5) C’est dans ce contexte que vous avez créé le blog « Zone Franche »
Mon parcours de consultant m’a fait sentir au cours des dernières années la montée de tensions fortes dans les entreprises que je rencontrais, aussi bien privées que publiques.
La principale tension est due à un conflit entre :
1. La pression des marchés financiers qui accroissent les contraintes de rentabilité, demandent des exploits en termes de création de valeur et de performance opérationnelle. La course à la performance est sans fin : benchmarking, re-engeneering, programmes d'amélioration des performances. La vision est de plus en plus à court terme : des structures transitoires sont créées (équipes Projet, responsables de programmes,managers de transition ...) et la course à la vitesse est engagée. Cette pression est aussi concomitante à la dématérialisation du capital et à la recherche de valorisation dans les bilans des éléments immatériels.

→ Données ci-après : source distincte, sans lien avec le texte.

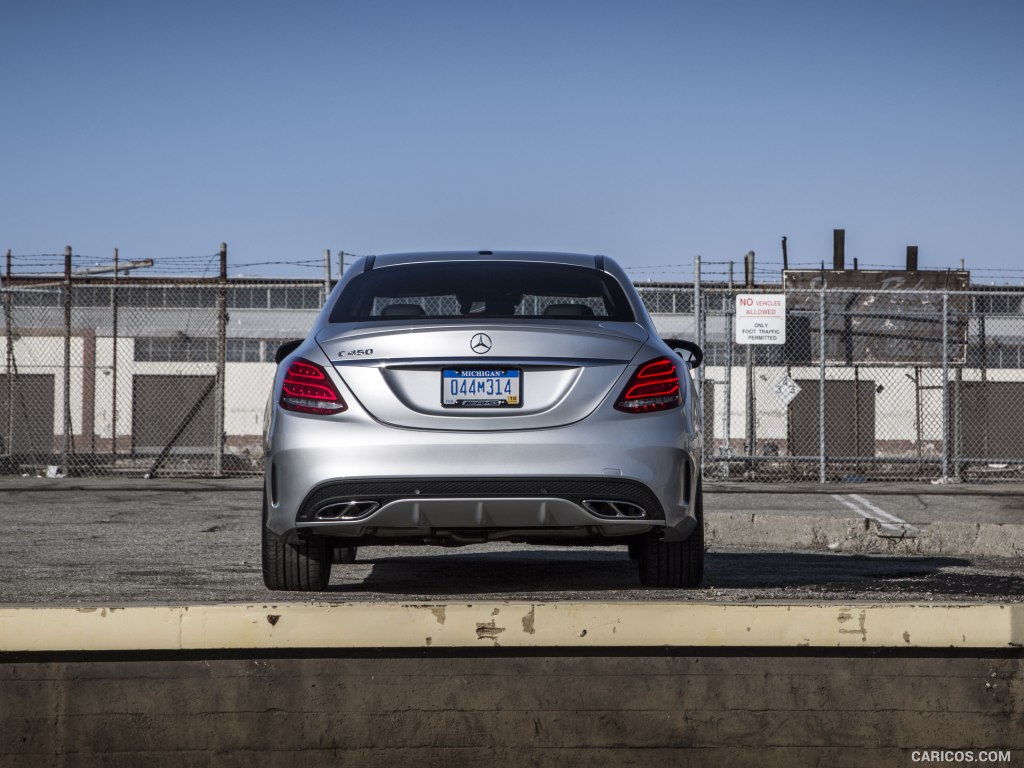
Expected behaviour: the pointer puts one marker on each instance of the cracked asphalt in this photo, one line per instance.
(183, 542)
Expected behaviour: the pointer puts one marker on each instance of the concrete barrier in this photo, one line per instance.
(516, 684)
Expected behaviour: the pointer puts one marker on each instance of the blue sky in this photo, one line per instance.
(650, 131)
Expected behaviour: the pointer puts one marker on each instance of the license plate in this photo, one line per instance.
(481, 387)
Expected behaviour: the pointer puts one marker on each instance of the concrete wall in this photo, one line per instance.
(647, 708)
(510, 684)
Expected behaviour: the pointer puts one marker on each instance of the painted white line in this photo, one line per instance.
(880, 512)
(888, 523)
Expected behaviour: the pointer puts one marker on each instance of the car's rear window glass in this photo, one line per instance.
(479, 289)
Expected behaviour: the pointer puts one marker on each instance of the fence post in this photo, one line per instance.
(730, 343)
(327, 273)
(218, 402)
(66, 454)
(821, 384)
(698, 338)
(114, 340)
(8, 305)
(945, 386)
(752, 434)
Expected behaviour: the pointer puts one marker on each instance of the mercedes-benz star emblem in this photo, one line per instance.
(480, 344)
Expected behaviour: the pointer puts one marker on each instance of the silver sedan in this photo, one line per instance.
(463, 397)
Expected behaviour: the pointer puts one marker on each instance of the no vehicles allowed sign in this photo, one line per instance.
(761, 318)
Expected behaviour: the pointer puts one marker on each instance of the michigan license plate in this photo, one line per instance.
(481, 387)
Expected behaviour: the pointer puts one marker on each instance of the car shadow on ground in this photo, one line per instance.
(597, 573)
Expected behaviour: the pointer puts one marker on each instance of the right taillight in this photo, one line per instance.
(307, 389)
(653, 386)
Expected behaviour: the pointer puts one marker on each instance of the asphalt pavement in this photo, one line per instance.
(116, 542)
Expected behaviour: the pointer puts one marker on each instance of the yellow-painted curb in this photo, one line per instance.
(513, 625)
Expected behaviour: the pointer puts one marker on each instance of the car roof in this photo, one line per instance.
(576, 259)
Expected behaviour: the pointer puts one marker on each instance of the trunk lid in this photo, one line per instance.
(557, 373)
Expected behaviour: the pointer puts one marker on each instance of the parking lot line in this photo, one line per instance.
(889, 524)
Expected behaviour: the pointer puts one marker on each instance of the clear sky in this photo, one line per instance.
(650, 131)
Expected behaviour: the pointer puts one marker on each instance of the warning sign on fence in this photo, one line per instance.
(761, 318)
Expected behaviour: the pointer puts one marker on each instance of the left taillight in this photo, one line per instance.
(653, 386)
(307, 389)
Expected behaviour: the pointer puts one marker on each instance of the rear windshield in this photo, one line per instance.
(478, 289)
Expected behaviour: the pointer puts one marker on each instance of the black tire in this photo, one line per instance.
(674, 564)
(343, 554)
(300, 565)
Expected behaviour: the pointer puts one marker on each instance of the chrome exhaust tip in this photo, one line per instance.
(353, 510)
(614, 509)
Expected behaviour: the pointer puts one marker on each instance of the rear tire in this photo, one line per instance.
(343, 554)
(674, 564)
(299, 565)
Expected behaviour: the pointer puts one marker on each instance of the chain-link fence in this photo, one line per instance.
(150, 377)
(168, 378)
(868, 385)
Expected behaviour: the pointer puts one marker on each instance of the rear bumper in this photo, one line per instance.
(537, 484)
(483, 508)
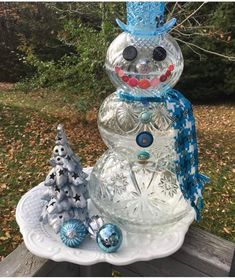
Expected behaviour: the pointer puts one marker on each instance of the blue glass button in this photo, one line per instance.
(144, 139)
(145, 117)
(143, 155)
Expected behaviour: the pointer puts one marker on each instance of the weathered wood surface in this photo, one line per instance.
(202, 254)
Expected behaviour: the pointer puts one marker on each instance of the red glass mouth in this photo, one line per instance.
(144, 83)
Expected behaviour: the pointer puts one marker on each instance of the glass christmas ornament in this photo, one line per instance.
(148, 179)
(109, 238)
(73, 232)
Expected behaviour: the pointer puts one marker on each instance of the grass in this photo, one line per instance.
(27, 133)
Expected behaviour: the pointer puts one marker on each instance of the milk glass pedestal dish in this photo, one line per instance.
(42, 241)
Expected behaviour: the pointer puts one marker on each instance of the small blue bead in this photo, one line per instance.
(109, 238)
(145, 117)
(144, 139)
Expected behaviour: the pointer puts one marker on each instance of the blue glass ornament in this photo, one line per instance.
(73, 232)
(109, 238)
(144, 139)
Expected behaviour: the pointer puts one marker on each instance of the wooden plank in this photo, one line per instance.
(202, 254)
(232, 269)
(166, 267)
(96, 270)
(20, 263)
(206, 252)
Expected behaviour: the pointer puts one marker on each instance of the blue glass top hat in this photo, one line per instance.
(146, 19)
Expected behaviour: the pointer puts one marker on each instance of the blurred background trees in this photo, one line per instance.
(62, 46)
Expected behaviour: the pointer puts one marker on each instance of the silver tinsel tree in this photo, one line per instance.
(66, 194)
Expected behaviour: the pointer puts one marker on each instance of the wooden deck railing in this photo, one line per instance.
(202, 254)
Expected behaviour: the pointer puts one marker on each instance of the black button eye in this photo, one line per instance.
(129, 53)
(159, 54)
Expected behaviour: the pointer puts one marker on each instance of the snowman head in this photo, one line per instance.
(144, 58)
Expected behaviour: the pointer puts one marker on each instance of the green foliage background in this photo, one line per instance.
(62, 46)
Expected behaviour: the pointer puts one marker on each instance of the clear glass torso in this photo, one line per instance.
(140, 193)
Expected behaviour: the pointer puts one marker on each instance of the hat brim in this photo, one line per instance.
(134, 31)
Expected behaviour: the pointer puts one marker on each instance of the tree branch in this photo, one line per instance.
(187, 18)
(230, 58)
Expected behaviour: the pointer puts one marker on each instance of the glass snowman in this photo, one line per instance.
(135, 182)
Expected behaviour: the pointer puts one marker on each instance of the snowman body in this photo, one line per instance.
(148, 178)
(134, 183)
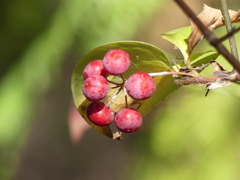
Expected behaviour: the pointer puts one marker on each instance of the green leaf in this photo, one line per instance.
(144, 58)
(199, 59)
(179, 37)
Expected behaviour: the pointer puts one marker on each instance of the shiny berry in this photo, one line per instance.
(140, 86)
(99, 114)
(94, 68)
(95, 87)
(128, 120)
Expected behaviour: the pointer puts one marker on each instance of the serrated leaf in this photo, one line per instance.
(179, 37)
(144, 58)
(199, 59)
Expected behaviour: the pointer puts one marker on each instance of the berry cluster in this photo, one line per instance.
(138, 86)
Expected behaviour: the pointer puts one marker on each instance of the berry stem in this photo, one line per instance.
(169, 73)
(114, 97)
(125, 95)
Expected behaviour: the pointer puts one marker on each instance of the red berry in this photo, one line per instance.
(140, 86)
(94, 68)
(128, 120)
(95, 87)
(99, 114)
(116, 61)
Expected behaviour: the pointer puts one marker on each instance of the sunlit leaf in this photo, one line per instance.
(144, 58)
(179, 37)
(199, 59)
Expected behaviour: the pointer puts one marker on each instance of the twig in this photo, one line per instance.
(229, 34)
(229, 28)
(212, 39)
(228, 24)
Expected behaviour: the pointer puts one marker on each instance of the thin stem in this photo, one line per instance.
(229, 28)
(229, 34)
(212, 39)
(169, 73)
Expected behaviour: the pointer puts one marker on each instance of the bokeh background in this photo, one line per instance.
(188, 136)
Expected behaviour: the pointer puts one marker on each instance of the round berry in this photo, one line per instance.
(99, 114)
(95, 87)
(128, 120)
(116, 61)
(94, 68)
(140, 86)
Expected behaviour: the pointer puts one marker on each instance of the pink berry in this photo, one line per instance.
(95, 87)
(94, 68)
(99, 114)
(128, 120)
(140, 86)
(116, 61)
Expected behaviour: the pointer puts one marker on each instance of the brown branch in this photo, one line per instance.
(207, 80)
(212, 39)
(197, 80)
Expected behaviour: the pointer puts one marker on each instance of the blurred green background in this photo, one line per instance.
(188, 136)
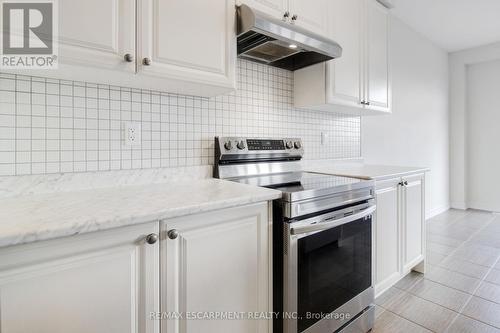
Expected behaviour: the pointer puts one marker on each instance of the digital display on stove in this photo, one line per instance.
(256, 144)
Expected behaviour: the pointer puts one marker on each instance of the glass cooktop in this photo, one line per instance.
(304, 185)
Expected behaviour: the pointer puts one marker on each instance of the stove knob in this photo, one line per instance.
(241, 145)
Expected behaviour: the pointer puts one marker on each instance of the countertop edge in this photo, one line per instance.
(89, 226)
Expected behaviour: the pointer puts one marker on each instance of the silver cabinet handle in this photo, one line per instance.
(128, 57)
(172, 234)
(151, 238)
(335, 223)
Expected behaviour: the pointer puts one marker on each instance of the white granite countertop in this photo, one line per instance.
(364, 171)
(30, 218)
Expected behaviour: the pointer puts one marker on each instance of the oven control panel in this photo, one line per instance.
(245, 145)
(256, 148)
(261, 144)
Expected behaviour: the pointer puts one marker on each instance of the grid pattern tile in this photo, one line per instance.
(460, 291)
(51, 126)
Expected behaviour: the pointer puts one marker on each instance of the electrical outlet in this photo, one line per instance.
(324, 138)
(131, 133)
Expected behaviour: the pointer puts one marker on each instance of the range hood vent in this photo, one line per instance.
(273, 42)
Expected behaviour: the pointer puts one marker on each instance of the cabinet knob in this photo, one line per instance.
(172, 234)
(128, 57)
(151, 238)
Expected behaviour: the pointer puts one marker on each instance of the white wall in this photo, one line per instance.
(416, 133)
(483, 136)
(458, 102)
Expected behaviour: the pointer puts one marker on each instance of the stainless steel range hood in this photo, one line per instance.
(265, 39)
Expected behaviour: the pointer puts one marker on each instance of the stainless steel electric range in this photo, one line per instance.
(322, 236)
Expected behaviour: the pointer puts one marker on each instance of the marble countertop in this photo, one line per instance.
(364, 171)
(30, 218)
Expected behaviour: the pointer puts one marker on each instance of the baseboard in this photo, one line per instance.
(459, 205)
(482, 206)
(437, 211)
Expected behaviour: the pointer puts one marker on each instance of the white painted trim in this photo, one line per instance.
(459, 205)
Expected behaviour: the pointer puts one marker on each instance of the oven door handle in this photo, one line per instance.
(335, 223)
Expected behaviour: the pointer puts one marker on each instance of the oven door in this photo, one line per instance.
(328, 269)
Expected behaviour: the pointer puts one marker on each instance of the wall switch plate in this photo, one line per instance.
(131, 133)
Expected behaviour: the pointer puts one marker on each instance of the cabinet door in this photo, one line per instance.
(344, 74)
(105, 41)
(414, 222)
(310, 14)
(377, 57)
(276, 8)
(102, 282)
(218, 262)
(191, 44)
(387, 234)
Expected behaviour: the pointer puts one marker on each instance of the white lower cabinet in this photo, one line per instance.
(102, 282)
(387, 233)
(208, 268)
(399, 234)
(413, 222)
(217, 263)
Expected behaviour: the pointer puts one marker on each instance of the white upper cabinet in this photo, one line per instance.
(310, 15)
(180, 46)
(345, 73)
(106, 42)
(377, 57)
(276, 8)
(189, 43)
(358, 82)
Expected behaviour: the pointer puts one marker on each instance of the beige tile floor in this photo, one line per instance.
(460, 292)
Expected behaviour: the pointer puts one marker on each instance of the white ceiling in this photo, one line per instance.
(452, 24)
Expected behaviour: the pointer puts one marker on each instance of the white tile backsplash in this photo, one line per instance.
(51, 126)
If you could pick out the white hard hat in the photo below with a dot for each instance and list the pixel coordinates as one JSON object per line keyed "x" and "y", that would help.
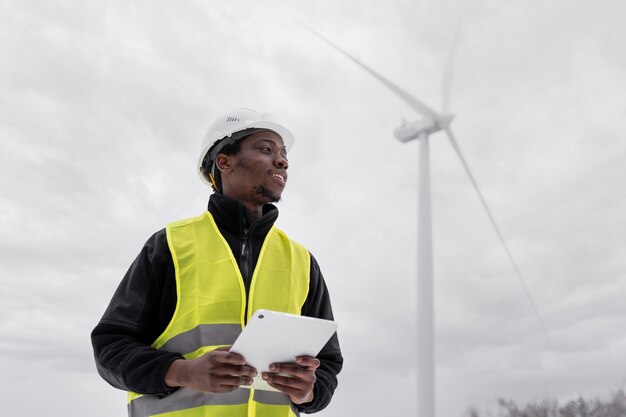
{"x": 224, "y": 130}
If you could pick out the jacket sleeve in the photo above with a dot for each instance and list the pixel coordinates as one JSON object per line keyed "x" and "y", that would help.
{"x": 318, "y": 305}
{"x": 137, "y": 314}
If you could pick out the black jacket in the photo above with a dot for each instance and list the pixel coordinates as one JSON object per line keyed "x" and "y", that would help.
{"x": 144, "y": 304}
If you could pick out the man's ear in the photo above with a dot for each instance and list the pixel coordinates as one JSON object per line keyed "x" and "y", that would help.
{"x": 223, "y": 163}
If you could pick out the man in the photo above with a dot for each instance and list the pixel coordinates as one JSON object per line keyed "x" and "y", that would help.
{"x": 165, "y": 334}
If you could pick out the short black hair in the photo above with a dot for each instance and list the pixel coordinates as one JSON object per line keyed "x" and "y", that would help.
{"x": 208, "y": 163}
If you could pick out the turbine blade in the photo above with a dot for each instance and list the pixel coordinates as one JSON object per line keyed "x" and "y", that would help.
{"x": 518, "y": 273}
{"x": 414, "y": 103}
{"x": 449, "y": 70}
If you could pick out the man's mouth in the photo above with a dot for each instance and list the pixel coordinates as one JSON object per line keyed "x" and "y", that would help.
{"x": 280, "y": 178}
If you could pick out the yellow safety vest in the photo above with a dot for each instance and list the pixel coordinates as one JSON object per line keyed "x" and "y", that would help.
{"x": 210, "y": 313}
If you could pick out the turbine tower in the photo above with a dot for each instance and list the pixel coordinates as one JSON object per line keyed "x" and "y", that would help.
{"x": 432, "y": 122}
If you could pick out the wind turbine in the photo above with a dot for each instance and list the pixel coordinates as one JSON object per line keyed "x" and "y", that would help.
{"x": 420, "y": 129}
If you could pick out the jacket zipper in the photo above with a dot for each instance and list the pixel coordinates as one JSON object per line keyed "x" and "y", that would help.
{"x": 245, "y": 270}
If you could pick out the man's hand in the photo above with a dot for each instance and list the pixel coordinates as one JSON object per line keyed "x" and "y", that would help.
{"x": 217, "y": 371}
{"x": 298, "y": 385}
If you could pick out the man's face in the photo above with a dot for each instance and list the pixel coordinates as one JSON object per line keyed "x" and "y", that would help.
{"x": 259, "y": 169}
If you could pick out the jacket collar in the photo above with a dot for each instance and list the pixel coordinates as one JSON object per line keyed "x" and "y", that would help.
{"x": 232, "y": 216}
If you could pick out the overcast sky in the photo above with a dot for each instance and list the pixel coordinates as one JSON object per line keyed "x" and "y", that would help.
{"x": 102, "y": 109}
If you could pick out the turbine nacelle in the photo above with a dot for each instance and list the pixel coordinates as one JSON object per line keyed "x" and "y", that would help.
{"x": 425, "y": 126}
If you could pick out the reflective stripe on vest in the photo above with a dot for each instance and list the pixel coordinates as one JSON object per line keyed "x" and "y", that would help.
{"x": 210, "y": 312}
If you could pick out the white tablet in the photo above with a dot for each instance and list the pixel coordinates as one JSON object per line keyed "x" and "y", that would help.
{"x": 271, "y": 336}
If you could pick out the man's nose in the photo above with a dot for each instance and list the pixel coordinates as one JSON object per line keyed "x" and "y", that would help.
{"x": 281, "y": 162}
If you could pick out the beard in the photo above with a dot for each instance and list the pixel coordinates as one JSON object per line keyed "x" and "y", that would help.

2. Et la conception de l'Entreprise comme un collectif humain, construit autour d'un projet commun, dont la nature ne se réduit pas à une somme de contrats et à une dimension seulement organique. Les managers sont déboussolés sur leur propre pratique; ils doutent des valeurs, des missions de l'entreprise, et se posent des questions sur leurs droits et devoirs. Les collaborateurs, existants ou potentiels, vivent parfois des situations difficiles de stress ou de souffrance; ils n'acceptent plus de "se faire avoir", veulent "de la reconnaissance", se méfient des discours officiels de l'Entreprise et de ses dirigeants. Des malaises nouveaux apparaissent à ce niveau : choc générationnel, difficultés de l'engagement, perte de la culture du résultat. L'Entreprise est alors dépeinte comme un lieu d'aliénation par excellence, ce qui entraîne la négation de tout management possible. Les managers sont des "traîtres" (souvent inconsciemment car ils sont eux-mêmes aliénés), et ils manipulent leurs subordonnés : ils créent une vision, demandent aux collaborateurs de s'impliquer à fond dans leur travail et les licencient ensuite sans états d'âme.
L'entreprise est ainsi envisagée comme un lieu de confrontation entre des revendications contradictoires, portées par des "parties prenantes" différentes, qui n'arrivent pas à s'entendre, ni à s'écouter.
J’ai ressenti toutes ces incompréhensions comme des facteurs de blocage forts de toutes initiatives pour améliorer la performance des entreprises.
La notion même de performance devient même suspecte parfois, provoquant des comportements de style « passif agressif » chez les collaborateurs, y compris à haut niveau : on feint d’accepter les projets et programmes de changement, mais on se comporte de façon à tout faire échouer.
Alors j’ai créé ce blog « Zone Franche » avec l’envie de prendre le problème autrement, car après tout il faut bien que les entreprises soient managées. Autrement, cela veut dire laisser à la porte tous les fantasmes et procès d’intention, et travailler sur une nouvelle façon de vivre ensemble dans l’entreprise et de la faire progresser comme un collectif humain.
« Zone Franche », c'est la recherche des critères de succès d'un nouveau Pacte pour l'Entreprise, qui dépasse la nature purement économique du contrat et retrouve une dimension politique (volonté d'action commune, et pas seulement régler, grâce aux bons processus et au benchmarking, les flux d'échanges entre les acteurs). C'est le sentiment d'urgence qu'il faut redéfinir ce qu'est le management dans un lieu, l'entreprise, qui n'est ni une prison psychique, ni une famille.
C'est rechercher les caractéristiques d'un changement qui s'inscrit dans un horizon long terme, et s'ancre durablement dans l'Entreprise pour subsister en tant que culture.